Green’s Dictionary of Slang

hooked adj.1

[hook v.1 (2a)]

tricked, fooled, deceived, ensnared; usu. in the context of a confidence trick or blackmail.

[UK]B.E. Dict. Canting Crew n.p.: Hookt, over-reached.
[UK]New Canting Dict. [as cit. c.1698].
[UK]Bailey Universal Etym. Eng. Dict. [as cit. c.1698].
[UK]Grose Classical Dict. of the Vulgar Tongue n.p: hooked over reached, tricked, caught, simile taken from fishing.
[UK]G. Andrewes Dict. Sl. and Cant.
[UK]Lex.

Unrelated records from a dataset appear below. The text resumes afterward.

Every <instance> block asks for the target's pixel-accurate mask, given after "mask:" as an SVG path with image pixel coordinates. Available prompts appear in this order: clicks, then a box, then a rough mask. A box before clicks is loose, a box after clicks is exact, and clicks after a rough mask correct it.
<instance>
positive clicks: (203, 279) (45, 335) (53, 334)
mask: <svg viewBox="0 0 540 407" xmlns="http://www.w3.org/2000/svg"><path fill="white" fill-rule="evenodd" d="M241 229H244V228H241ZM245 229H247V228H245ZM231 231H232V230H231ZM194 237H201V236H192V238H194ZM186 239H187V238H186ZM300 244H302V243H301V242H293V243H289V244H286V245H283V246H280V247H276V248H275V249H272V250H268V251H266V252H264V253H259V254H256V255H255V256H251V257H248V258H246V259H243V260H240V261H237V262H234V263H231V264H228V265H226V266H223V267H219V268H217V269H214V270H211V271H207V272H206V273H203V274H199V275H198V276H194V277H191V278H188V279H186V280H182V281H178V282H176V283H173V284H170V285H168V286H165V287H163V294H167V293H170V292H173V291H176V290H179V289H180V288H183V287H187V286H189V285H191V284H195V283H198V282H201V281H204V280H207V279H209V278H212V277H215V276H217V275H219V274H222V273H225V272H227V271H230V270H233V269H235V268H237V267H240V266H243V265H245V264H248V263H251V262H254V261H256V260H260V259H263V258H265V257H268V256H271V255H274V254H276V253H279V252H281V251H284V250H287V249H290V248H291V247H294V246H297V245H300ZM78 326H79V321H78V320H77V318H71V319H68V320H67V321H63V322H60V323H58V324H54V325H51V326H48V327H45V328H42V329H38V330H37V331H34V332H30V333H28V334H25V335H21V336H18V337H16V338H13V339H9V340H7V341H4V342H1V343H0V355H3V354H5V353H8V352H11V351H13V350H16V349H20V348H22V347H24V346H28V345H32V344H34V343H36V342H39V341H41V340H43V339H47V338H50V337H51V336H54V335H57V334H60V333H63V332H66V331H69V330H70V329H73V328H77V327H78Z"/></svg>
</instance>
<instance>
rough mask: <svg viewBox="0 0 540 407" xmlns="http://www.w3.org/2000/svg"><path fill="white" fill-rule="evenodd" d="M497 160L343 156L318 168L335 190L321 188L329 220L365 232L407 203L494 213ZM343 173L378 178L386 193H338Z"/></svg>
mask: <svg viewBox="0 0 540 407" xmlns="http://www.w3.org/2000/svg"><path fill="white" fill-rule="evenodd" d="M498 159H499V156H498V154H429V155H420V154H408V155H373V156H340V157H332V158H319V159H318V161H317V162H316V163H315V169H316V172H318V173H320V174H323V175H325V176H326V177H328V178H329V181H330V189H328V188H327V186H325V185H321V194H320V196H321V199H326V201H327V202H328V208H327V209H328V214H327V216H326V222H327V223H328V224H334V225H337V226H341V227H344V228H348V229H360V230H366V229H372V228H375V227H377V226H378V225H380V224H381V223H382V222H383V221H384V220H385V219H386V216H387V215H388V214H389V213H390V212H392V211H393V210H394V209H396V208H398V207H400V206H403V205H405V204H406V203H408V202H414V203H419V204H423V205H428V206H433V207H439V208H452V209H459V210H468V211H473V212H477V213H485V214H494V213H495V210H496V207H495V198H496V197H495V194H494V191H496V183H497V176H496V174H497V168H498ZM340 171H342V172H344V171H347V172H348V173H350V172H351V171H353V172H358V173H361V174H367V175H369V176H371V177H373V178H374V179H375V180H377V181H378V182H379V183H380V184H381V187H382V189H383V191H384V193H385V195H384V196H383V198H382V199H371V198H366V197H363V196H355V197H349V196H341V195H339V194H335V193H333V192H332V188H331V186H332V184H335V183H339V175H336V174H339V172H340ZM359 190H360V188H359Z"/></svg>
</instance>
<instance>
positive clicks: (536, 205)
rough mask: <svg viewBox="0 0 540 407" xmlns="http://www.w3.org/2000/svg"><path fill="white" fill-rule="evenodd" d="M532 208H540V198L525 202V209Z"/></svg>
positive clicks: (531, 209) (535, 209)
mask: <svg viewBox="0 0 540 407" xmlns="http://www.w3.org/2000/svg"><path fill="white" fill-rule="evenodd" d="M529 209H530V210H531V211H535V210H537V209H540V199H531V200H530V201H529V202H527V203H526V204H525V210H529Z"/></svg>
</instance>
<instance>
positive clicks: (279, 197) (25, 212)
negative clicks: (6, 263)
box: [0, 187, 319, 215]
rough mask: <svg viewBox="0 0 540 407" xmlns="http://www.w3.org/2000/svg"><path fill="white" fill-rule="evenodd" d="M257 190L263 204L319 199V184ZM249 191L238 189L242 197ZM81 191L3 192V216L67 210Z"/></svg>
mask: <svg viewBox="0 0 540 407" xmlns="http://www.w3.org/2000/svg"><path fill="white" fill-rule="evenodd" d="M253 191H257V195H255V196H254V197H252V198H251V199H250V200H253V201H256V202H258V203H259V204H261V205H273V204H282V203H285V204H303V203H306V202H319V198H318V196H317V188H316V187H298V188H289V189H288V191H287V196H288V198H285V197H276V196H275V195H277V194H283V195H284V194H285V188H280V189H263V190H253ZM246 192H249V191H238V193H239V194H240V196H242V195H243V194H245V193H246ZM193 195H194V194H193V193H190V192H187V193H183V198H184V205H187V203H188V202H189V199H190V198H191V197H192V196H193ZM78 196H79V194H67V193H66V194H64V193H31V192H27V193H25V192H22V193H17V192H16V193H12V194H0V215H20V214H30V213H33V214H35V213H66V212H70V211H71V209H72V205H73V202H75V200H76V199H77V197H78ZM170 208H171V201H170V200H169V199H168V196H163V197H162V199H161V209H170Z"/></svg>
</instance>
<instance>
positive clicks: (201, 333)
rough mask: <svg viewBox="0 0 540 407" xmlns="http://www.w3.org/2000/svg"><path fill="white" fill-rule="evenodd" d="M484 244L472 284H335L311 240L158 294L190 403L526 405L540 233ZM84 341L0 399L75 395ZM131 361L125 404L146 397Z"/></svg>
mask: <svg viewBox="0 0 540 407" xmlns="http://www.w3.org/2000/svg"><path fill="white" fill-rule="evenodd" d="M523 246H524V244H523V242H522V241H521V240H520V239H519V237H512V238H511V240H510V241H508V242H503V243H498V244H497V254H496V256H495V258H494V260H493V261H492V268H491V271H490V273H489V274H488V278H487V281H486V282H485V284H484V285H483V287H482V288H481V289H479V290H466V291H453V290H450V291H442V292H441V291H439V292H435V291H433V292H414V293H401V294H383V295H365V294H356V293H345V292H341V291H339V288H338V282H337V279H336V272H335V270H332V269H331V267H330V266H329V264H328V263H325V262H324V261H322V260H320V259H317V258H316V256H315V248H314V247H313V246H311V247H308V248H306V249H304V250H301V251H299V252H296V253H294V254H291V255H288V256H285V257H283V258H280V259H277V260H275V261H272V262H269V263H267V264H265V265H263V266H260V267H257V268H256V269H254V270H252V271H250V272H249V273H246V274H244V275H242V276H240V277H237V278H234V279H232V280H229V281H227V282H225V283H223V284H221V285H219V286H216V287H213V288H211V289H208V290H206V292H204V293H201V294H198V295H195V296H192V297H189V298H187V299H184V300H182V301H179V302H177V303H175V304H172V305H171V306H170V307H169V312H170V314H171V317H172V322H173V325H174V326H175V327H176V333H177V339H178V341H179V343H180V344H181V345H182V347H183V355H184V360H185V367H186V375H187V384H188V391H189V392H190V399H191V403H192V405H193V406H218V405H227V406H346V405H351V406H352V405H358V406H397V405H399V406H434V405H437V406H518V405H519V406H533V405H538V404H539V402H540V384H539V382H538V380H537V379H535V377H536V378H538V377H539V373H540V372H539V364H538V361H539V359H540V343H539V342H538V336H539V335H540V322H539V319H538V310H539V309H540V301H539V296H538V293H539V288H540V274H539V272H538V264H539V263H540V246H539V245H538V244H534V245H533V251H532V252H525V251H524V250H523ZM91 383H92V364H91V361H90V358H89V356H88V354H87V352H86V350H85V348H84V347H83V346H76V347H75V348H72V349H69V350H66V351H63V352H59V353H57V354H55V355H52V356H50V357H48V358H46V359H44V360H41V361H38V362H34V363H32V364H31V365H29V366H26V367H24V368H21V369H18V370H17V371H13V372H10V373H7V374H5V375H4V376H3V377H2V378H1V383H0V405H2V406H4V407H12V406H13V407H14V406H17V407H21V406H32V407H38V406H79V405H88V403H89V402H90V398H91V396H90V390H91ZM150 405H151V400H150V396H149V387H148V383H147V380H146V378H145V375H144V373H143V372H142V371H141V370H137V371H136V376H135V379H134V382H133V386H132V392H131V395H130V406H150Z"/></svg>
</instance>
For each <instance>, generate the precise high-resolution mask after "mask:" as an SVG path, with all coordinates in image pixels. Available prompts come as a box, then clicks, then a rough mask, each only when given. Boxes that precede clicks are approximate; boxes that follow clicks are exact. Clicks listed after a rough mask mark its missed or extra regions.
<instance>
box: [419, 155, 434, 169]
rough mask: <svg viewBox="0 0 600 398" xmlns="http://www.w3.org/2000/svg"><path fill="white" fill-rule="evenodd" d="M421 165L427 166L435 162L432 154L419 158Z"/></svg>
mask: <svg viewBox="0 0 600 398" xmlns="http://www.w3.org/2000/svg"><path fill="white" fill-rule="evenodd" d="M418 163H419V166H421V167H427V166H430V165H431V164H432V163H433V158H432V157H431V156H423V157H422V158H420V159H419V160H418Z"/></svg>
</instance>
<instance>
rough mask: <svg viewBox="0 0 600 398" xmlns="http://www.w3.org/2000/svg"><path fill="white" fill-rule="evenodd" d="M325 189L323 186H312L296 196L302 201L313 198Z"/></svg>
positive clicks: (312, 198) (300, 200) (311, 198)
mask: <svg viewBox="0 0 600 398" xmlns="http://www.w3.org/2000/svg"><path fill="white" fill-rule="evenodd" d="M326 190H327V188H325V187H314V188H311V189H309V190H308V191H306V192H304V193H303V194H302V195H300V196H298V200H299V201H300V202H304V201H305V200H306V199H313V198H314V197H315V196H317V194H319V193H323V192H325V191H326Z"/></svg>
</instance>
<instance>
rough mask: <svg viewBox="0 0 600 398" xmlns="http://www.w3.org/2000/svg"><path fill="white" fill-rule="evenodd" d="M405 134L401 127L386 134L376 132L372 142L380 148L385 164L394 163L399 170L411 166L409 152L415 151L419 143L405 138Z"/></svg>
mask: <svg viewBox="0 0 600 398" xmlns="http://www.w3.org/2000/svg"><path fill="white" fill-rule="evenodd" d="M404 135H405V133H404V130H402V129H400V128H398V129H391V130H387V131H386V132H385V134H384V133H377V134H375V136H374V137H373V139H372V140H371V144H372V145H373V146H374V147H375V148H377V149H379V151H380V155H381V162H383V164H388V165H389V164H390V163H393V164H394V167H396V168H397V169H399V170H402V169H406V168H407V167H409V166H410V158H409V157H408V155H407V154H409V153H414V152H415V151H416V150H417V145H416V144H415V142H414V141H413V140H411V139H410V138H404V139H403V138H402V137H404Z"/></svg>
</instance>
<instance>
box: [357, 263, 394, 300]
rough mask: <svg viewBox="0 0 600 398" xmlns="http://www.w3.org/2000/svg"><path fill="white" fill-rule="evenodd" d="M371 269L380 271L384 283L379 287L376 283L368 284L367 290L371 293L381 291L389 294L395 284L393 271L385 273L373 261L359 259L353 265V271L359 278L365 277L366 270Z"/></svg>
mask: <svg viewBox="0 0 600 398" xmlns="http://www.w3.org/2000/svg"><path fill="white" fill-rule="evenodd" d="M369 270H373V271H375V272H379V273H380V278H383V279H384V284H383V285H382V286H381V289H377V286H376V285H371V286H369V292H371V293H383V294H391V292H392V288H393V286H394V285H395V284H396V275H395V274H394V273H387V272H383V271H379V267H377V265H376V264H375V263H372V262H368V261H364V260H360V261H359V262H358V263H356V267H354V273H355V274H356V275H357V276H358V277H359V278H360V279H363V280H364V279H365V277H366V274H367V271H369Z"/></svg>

Balatronicum.
[UK]‘An Amateur’ Real Life in London I 218: The odds were almost a cornucopia to a cabbage-net that Bob would be hook’d.
[UK]G. Kent Modern Flash Dict.
[UK]Dickens Martin Chuzzlewit (1995) 455: ‘Is he hooked, do you think?’ whispered Crimple.
[UK]G.J. Whyte-Melville Digby Grand (1890) 23: What a flat Grand was, to be hooked by such a flirt as that!
[US]E. Townsend Chimmie Fadden and Mr Paul 79: If she ’s afraid Whiskers will get hooked, why don’t Miss Fannie let Mr. Paul get hooked, and call it a draw?
[US]Ade Hand-made Fables 69: [They] still have the Idea firmly set in their Cokes that running a Whizzer or whooping before the Draw is a legitimate Pastime and Nobody’s Business, except the Ike that gets hooked.
[US]Howsley Argot: Dict. of Und. Sl.
[UK]J. Maclaren-Ross ‘The Dark Diceman’ in Bitten by the Tarantula (2005) 207: I think I got someone hooked for that beauty parlour scheme: a steamer, a mug, see?
[US]C. Himes Crazy Kill 97: I know he wasn’t lying [...] I had him hooked.
[UK]T. Blacker Fixx 210: I felt sorry for the man, well and truly hooked as he was.
[US]Eble Campus Sl. Apr. 5: hook – cheat, usually in a game. ‘I got hooked by that umpire.’.